Als ik Fries hoor, hoor ik muziek. Die taal is ontzettend melodieus, waarschijnlijk doordat er veel lange klinkers in voorkomen. Nederlands klinkt korter en medeklinkeriger, ik kan er weinig mee. Fries is mijn moedertaal, er zit niets tussen mij en die taal in, dus kan ik me nergens achter verschuilen. Het zit een-op-een op mijn emotie. Ik denk dat een publiek hoort dat die emotie oprecht is, zelfs als ze me niet verstaan.
De helft van de nummers op Plant is in het Engels, vooral de nummers met een meer directe boodschap. Ik wilde me meer uitspreken met dit album, daar leent het Engels zich goed voor. De nummers die heel dicht bij mij komen, zing ik wel in het Fries. Zoals Sabearelân, waarin ik tegen mijn kinderen wil zeggen dat alles goed komt. Maar kan ik dat echt zeggen? Ben ik dan wel eerlijk?”

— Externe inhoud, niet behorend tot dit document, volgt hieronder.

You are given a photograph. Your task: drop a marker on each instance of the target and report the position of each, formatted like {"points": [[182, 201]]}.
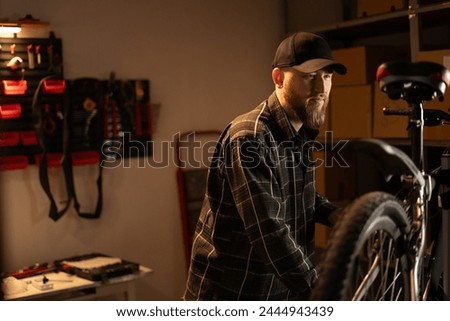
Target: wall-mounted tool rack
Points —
{"points": [[104, 118]]}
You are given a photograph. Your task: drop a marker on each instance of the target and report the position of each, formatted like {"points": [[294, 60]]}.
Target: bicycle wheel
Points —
{"points": [[367, 256]]}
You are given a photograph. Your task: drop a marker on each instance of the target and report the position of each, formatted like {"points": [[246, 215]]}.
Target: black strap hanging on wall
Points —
{"points": [[42, 128], [85, 99]]}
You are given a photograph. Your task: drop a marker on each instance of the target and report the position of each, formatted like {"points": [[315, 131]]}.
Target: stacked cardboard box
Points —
{"points": [[352, 107]]}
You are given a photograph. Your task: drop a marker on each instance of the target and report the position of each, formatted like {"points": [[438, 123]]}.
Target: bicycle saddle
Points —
{"points": [[413, 82]]}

RUIKEN Dieren, mest en hooi: de geuren van mijn jeugd
“Als kind was ik vaak buiten. In het veld en op de boerderij aan het einde van de straat, waar ik samen met andere kinderen rondhing. Die geur van dieren, hooi en mest is zo vertrouwd. Ik word er nog altijd blij van.
Op de boerderij beleefden we avonturen, zo noemden we dat. Dan moest er een kudde jonge stieren uit het land worden opgehaald en mochten wij mee op de trekker. Of er werd een kalfje geboren. Zodra ik de kerkklokken hoorde, wist ik: ik moet naar huis om te eten.
Mijn kinderen groeien op in hetzelfde dorp, ook zij zijn veel buiten. In deze tijd van het jaar gaan ze bijna dagelijks met de telescoop naar vogelkijkhutten, om ringen af te lezen. Ik ben blij dat mijn kinderen die verbondenheid met de wereld om ons heen ook voelen.”
INTUÏTIE Laat het niet-weten toe
“De opgaven waar wij als samenleving voor staan – de klimaatcrisis, het verlies van biodiversiteit – zijn groot en complex. Waar te beginnen? Volgens mij weten we het met z’n allen even niet. We zijn ons ervan bewust dat ons oude systeem onhoudbaar is, maar zijn nog op zoek naar het nieuwe verhaal. We zitten in een fase van niet-weten. Dat voelt oncomfortabel.
Ik zie een parallel met een artistiek proces. Een album begint bij mij altijd met een idee, maar zodra ik aan de slag ga, raak ik dat idee kwijt en voel ik weerstand. Ik weet waar ik naartoe wil, maar hoe kom ik er? Vaak zoek ik te hard, dan wordt het juist niets. En dan weet ik het opeens niet meer. Uiteindelijk weet ik ook: als je de tijd neemt en je in dat onbekende stort, kom je ergens uit. Laat het niet-weten toe. Geef je intuïtie de ruimte.
En durf de controle los te laten. Dat vinden mensen lastig. Ik ook! Maar, om filosoof en psychiater Damiaan Denys aan te halen: controle is een illusie. Zelf schrijf ik de beste teksten als ik mijn hoofd er niet bij gebruik. Het is de kunst om de ratio aan de kant te schuiven. Misschien moet de maatschappij eenzelfde proces door.
Tijdens het maken van de theatervoorstelling die bij Plant hoort, dacht ik: practice what you preach. Ik laat die controle dus zelf ook los. Voor het eerst ga ik improviseren op het podium. Dat vond ik altijd doodeng, toch doe ik het nu. Aan het eind van de voorstelling. Ik heb geen melodie, geen tekst. Ik geef mezelf wel alle tijd, verder is er geen plan.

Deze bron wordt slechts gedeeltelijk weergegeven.